Abstract INTRODUCTION Sex-determining region Y-box 2 (SOX2) staining highlights pluripotent cells and provides an early sign of tumor cell invasion in glioblastoma patients. This infiltration can often occur at the single cell level and can occur in the absence of lower resolution histological tumor features such as hypercellularity. This study assessed the impact of standard treatment regimens on the relationship between cellularity and SOX2+% at death using autopsy samples as ground truth. METHODS A total of 36 IDH-wildtype glioblastoma patients were included for this study (23M/13F, mean age=61.9). Tissue samples from both suspected tumor invasion and suspected normal tissue were collected for each patient, which were then stained for SOX2, digitized at 40X resolution, and segmented into positive staining nuclei percentage using a color deconvolution algorithm. These samples were then aligned to the MRI using in-house MATLAB-based software, where manually defined control points placed on areas of architectural similarity are used to compute a transform that corrects for nonlinear shrinkage of the tissue sample due to post-mortem processing.
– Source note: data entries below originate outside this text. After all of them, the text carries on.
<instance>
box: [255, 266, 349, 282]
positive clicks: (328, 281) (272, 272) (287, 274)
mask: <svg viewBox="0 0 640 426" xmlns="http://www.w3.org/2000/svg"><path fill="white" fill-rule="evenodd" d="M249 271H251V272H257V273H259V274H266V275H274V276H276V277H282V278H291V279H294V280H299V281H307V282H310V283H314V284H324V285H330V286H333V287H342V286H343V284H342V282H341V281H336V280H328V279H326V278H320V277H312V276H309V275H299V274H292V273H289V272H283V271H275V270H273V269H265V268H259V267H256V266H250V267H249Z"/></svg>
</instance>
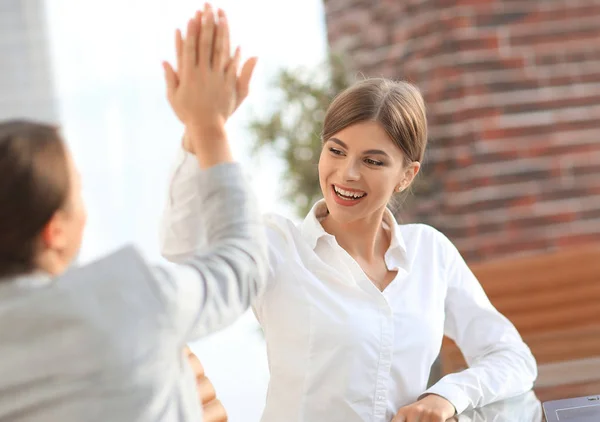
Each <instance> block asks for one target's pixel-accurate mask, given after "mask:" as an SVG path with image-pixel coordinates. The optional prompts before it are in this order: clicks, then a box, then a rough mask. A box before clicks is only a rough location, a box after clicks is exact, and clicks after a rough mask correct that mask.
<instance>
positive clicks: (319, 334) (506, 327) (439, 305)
mask: <svg viewBox="0 0 600 422" xmlns="http://www.w3.org/2000/svg"><path fill="white" fill-rule="evenodd" d="M193 160H194V158H193V156H191V155H188V154H185V153H184V154H182V156H181V157H180V161H179V163H178V165H177V168H176V171H175V172H174V176H173V179H172V182H171V187H170V195H171V196H170V198H171V201H170V202H169V204H168V206H167V209H166V211H165V213H164V217H163V221H162V229H161V244H162V251H163V255H164V256H165V257H167V258H168V259H171V260H178V259H183V258H184V257H186V256H188V255H189V254H191V253H192V252H193V251H194V250H196V249H197V248H199V247H201V243H202V241H201V239H200V237H201V236H200V234H197V230H196V222H195V221H194V220H195V219H197V217H198V215H200V214H201V212H200V209H199V208H198V207H199V206H200V202H198V201H196V200H195V191H194V189H193V187H194V185H193V177H194V173H195V172H196V171H197V166H195V165H194V161H193ZM325 213H326V207H325V203H324V202H323V201H321V202H318V203H317V204H315V206H314V207H313V209H312V211H311V212H310V213H309V214H308V216H307V217H306V219H305V220H304V222H303V223H302V224H300V225H299V226H298V227H297V226H296V225H294V224H293V223H292V222H291V221H290V220H288V219H285V218H283V217H280V216H275V215H270V216H267V217H266V228H267V236H268V241H269V251H270V273H269V279H268V282H267V288H266V290H265V291H264V292H263V294H262V295H261V296H260V297H259V299H258V300H257V301H256V302H255V306H254V310H255V313H256V315H257V318H258V320H259V322H260V323H261V325H262V327H263V330H264V332H265V338H266V343H267V351H268V359H269V369H270V373H271V379H270V382H269V390H268V395H267V403H266V408H265V411H264V414H263V417H262V421H263V422H281V421H284V420H287V421H302V422H315V421H319V422H321V421H323V422H324V421H327V422H338V421H339V422H359V421H373V422H380V421H381V422H389V421H390V420H391V419H392V418H393V417H394V415H395V414H396V413H397V411H398V409H399V408H400V407H402V406H405V405H407V404H410V403H412V402H414V401H415V400H417V399H418V398H419V396H421V395H423V394H424V393H435V394H438V395H440V396H442V397H445V398H446V399H448V400H449V401H450V402H451V403H452V404H453V405H454V407H455V408H456V410H457V412H458V413H461V412H463V411H464V410H465V409H467V408H474V407H480V406H483V405H486V404H488V403H492V402H495V401H497V400H501V399H505V398H508V397H512V396H516V395H518V394H521V393H524V392H526V391H527V390H529V389H531V388H532V386H533V381H534V380H535V378H536V376H537V369H536V362H535V359H534V358H533V356H532V354H531V352H530V350H529V348H528V347H527V346H526V345H525V344H524V343H523V341H522V339H521V337H520V336H519V334H518V332H517V330H516V329H515V328H514V326H513V325H512V324H511V323H510V322H509V321H508V320H507V319H506V318H505V317H504V316H502V315H501V314H500V313H499V312H498V311H497V310H496V309H495V308H494V307H493V306H492V304H491V303H490V301H489V300H488V298H487V296H486V295H485V293H484V291H483V289H482V287H481V285H480V284H479V282H478V281H477V279H476V278H475V276H474V275H473V273H472V272H471V271H470V270H469V268H468V266H467V264H466V263H465V261H464V260H463V259H462V257H461V255H460V254H459V252H458V250H457V249H456V248H455V247H454V245H453V244H452V243H451V242H450V241H449V240H448V239H447V238H446V237H445V236H444V235H443V234H441V233H440V232H438V231H437V230H435V229H433V228H431V227H429V226H426V225H423V224H406V225H399V224H398V223H397V222H396V221H395V219H394V217H393V215H392V213H391V212H389V211H386V213H385V215H384V227H385V228H387V229H388V230H390V231H391V233H390V234H391V244H390V247H389V249H388V251H387V252H386V254H385V261H386V264H387V266H388V269H389V270H391V271H397V272H398V273H397V276H396V277H395V279H394V280H393V281H392V282H391V284H390V285H389V286H388V287H387V288H386V289H385V290H384V291H383V292H381V291H380V290H379V289H378V288H377V287H376V286H375V285H374V284H373V283H372V282H371V281H370V280H369V278H368V277H367V275H366V274H365V273H364V272H363V271H362V269H361V268H360V266H359V265H358V263H357V262H356V261H355V260H354V259H353V258H352V257H351V256H350V255H349V254H348V253H347V252H346V251H345V250H344V249H342V248H341V247H340V246H339V245H338V244H337V242H336V240H335V237H334V236H332V235H330V234H328V233H327V232H325V230H324V229H323V227H322V226H321V223H320V219H321V218H322V217H323V216H324V215H325ZM444 335H447V336H448V337H450V338H452V339H453V340H455V341H456V343H457V344H458V346H459V347H460V349H461V351H462V352H463V354H464V355H465V357H466V360H467V363H468V364H469V368H468V369H467V370H465V371H462V372H460V373H456V374H450V375H447V376H445V377H444V378H443V379H442V380H440V381H439V382H437V383H436V384H435V385H434V386H432V387H431V388H429V389H427V381H428V378H429V374H430V370H431V366H432V364H433V362H434V360H435V359H436V357H437V356H438V354H439V352H440V347H441V344H442V338H443V336H444Z"/></svg>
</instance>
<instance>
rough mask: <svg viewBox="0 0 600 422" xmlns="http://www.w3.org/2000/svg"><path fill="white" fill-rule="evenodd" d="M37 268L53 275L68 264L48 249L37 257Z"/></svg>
mask: <svg viewBox="0 0 600 422" xmlns="http://www.w3.org/2000/svg"><path fill="white" fill-rule="evenodd" d="M36 262H37V269H38V270H39V271H43V272H45V273H48V274H50V275H53V276H57V275H60V274H62V273H63V272H65V270H66V269H67V267H68V264H66V263H65V262H64V260H62V259H61V258H60V257H59V256H56V254H53V253H51V252H50V251H48V252H46V253H42V254H41V255H40V256H39V257H38V259H37V261H36Z"/></svg>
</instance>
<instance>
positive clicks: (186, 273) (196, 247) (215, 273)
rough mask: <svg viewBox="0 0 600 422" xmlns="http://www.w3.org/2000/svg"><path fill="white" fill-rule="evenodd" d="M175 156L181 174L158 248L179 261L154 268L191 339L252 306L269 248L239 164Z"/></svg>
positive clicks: (174, 310) (179, 170)
mask: <svg viewBox="0 0 600 422" xmlns="http://www.w3.org/2000/svg"><path fill="white" fill-rule="evenodd" d="M180 158H181V161H180V164H179V166H178V167H177V168H176V169H175V172H179V176H178V177H179V178H180V179H179V180H177V179H176V180H172V182H171V184H172V186H171V190H170V193H169V199H168V204H167V209H166V210H165V215H164V216H163V222H162V227H161V246H162V252H163V255H164V256H165V257H166V258H167V259H169V260H170V261H173V262H176V263H178V264H180V265H177V266H172V267H171V266H163V267H157V268H156V269H155V277H156V278H157V279H158V283H157V285H158V286H159V289H160V294H161V295H162V296H163V297H164V298H166V300H167V302H168V303H169V304H170V312H171V313H173V314H175V315H177V320H178V321H179V323H180V327H181V328H182V329H183V330H184V331H185V332H186V341H191V340H194V339H196V338H198V337H200V336H203V335H206V334H208V333H210V332H213V331H215V330H218V329H221V328H223V327H225V326H227V325H229V324H231V323H232V322H233V321H234V320H235V319H236V318H237V317H239V316H240V315H241V314H242V313H244V312H245V311H246V310H247V309H248V308H249V307H250V306H251V304H252V302H253V300H254V299H255V298H256V297H257V295H258V294H259V292H260V291H261V289H262V286H263V285H264V282H265V278H266V272H267V259H268V258H267V257H268V254H267V249H266V240H265V234H264V229H263V224H262V217H261V214H260V212H259V210H258V205H257V201H256V198H255V197H254V194H253V193H252V191H251V189H250V188H249V186H248V183H247V182H246V180H245V178H244V176H243V173H242V169H241V167H240V166H239V165H238V164H233V163H228V164H220V165H218V166H215V167H212V168H210V169H208V170H200V168H199V166H198V164H197V163H196V162H195V157H193V156H191V155H189V156H184V157H180ZM194 165H195V166H194ZM174 183H175V186H174ZM201 239H203V240H204V242H201V241H200V240H201Z"/></svg>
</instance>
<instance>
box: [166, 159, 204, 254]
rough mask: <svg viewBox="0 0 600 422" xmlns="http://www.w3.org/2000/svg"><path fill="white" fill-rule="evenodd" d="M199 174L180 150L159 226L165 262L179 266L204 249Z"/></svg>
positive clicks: (192, 164) (174, 166)
mask: <svg viewBox="0 0 600 422" xmlns="http://www.w3.org/2000/svg"><path fill="white" fill-rule="evenodd" d="M201 172H202V170H201V169H200V167H199V164H198V161H197V159H196V157H195V156H194V155H192V154H190V153H188V152H187V151H185V150H184V149H182V150H181V151H179V152H178V156H177V159H176V163H175V166H174V169H173V172H172V174H171V180H170V183H169V192H168V197H167V201H166V204H165V209H164V210H163V214H162V218H161V223H160V249H161V253H162V255H163V256H164V257H165V258H166V259H168V260H169V261H172V262H177V263H181V262H183V261H184V260H185V259H186V258H189V257H190V256H191V255H192V253H194V252H195V251H199V250H201V249H202V248H203V246H204V245H206V233H205V232H204V230H203V227H204V225H205V223H204V219H203V213H202V202H203V201H202V199H201V197H200V195H199V193H198V187H197V182H196V180H197V178H198V177H200V174H201Z"/></svg>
The association between SOX2+% and cell density was then computed per subject, and compared between patients who received SOC (radiation and temozolomide) treatment following surgery (as well as additional treatment per case, n=31) and patients who opted for no additional treatment following surgery (n=5). RESULTS Patients who received no additional treatment showed substantially higher correlation between cell density and SOX2+% than patients who had received SOC (t=2.90, p=0.006). No association with overall survival was observed (r=0.17, p=0.329). CONCLUSIONS These results indicate a decoupling between hypercellularity and SOX2+% associated with standard GBM treatments, indicating that radiation and other treatments induce a more heterogenous tumor microenvironment that could lead to single-cell tumor invasion beyond gross histological markers of tumor presence.